Time to go see Fede.
27.
I have wished for a comm a hundred thousand times an hour since they stuck me in this shithole, and now that I have one, I don't know who to call. Not smart. Not happy.
I run my fingers over the keypad, think about all the stupid, terrible decisions that I made on the way to this place in my life. I feel like I could burst into tears, like I could tear the hair out of my head, like I could pound my fists bloody on the floor. My fingers, splayed over the keypad, tap out the old nervous rhythms of the phone numbers I've know all my life, my first house, my Mom's comm, Gran's place.
Gran. I tap out her number and hit the commit button. I put the phone to my head.
"Gran?"
"Arthur?"
"Oh, Gran!"
"Arthur, I'm so worried about you. I spoke to your cousins yesterday, they tell me you're not doing so good there."
"No, no I'm not." The stitches in my jaw throb in counterpoint with my back.
"I tried to explain it all to Father Ferlenghetti, but I didn't have the details right. He said it didn't make any sense."
"It doesn't. They don't care. They've just put me here."
"He said that they should have let you put your own experts up when you had your hearing."
"Well, of course they should have."
"No, he said that they had to, that it was the law in Massachusetts. He used to live there, you know."
"I didn't know."
"Oh yes, he had a congregation in Newton. That was before he moved to Toronto. He seemed very sure of it."
"Why was he living in Newton?"
"Oh, he moved there after university. He's a Harvard man, you know."
"I think you've got that wrong. Harvard doesn't have a divinity school."

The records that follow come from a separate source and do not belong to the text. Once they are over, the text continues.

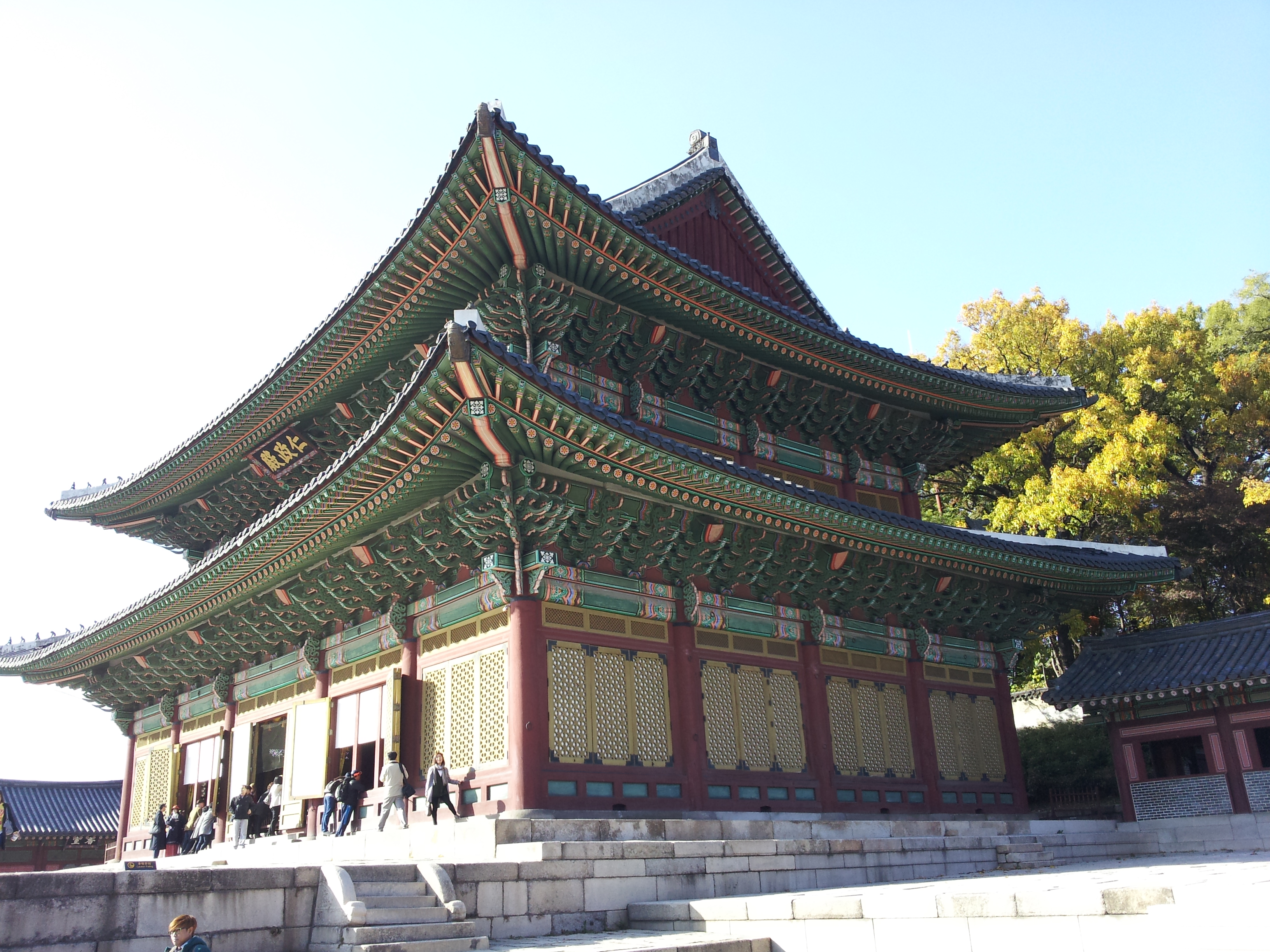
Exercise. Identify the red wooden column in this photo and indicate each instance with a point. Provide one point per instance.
(226, 735)
(816, 725)
(1130, 767)
(924, 735)
(526, 705)
(1010, 740)
(126, 796)
(1230, 762)
(688, 715)
(412, 716)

"No, this was after divinity school. He was doing a psychiatry degree at Harvard."
Oh, my.
"Oh, my."
"What is it, Arthur?"
"Do you have Father Ferlenghetti's number, Gran?"
28.
Tonaishah's Kubrick-figure facepaint distorted into wild grimaces when Art banged into O'Malley House, raccoon-eyed with sleepdep, airline crud crusted at the corners of his lips, whole person quivering with righteous smitefulness. He commed the door savagely and yanked it so hard that the gas-lift snapped with a popping sound like a metal ruler being whacked on a desk. The door caromed back into his heel and nearly sent him sprawling, but he converted its momentum into a jog through the halls to his miniature office-the last three times he'd spoken to Fede, the bastard had been working out of his office-stealing his papers, no doubt, though that hadn't occurred to Art until his plane was somewhere over Ireland.
Fede was halfway out of Art's chair when Art bounded into the office. Fede's face was gratifyingly pale, his eyes thoroughly wide and scared. Art didn't bother to slow down, just slammed into Fede, bashing foreheads with him. Art smelled a puff of his own travel sweat and Fede's spicy Lilac Vegetal, saw blood welling from Fede's eyebrow.
"Hi, pal!" he said, kicking the door shut with a crash that resounded through the paper-thin walls.
"Art! Jesus fucking Christ, what the hell is wrong with you?" Fede backed away to the far corner of the office, sending Art's chair over backwards, wheels spinning, ergonomic adjustment knobs and rods sticking up in the air like the legs of an overturned beetle.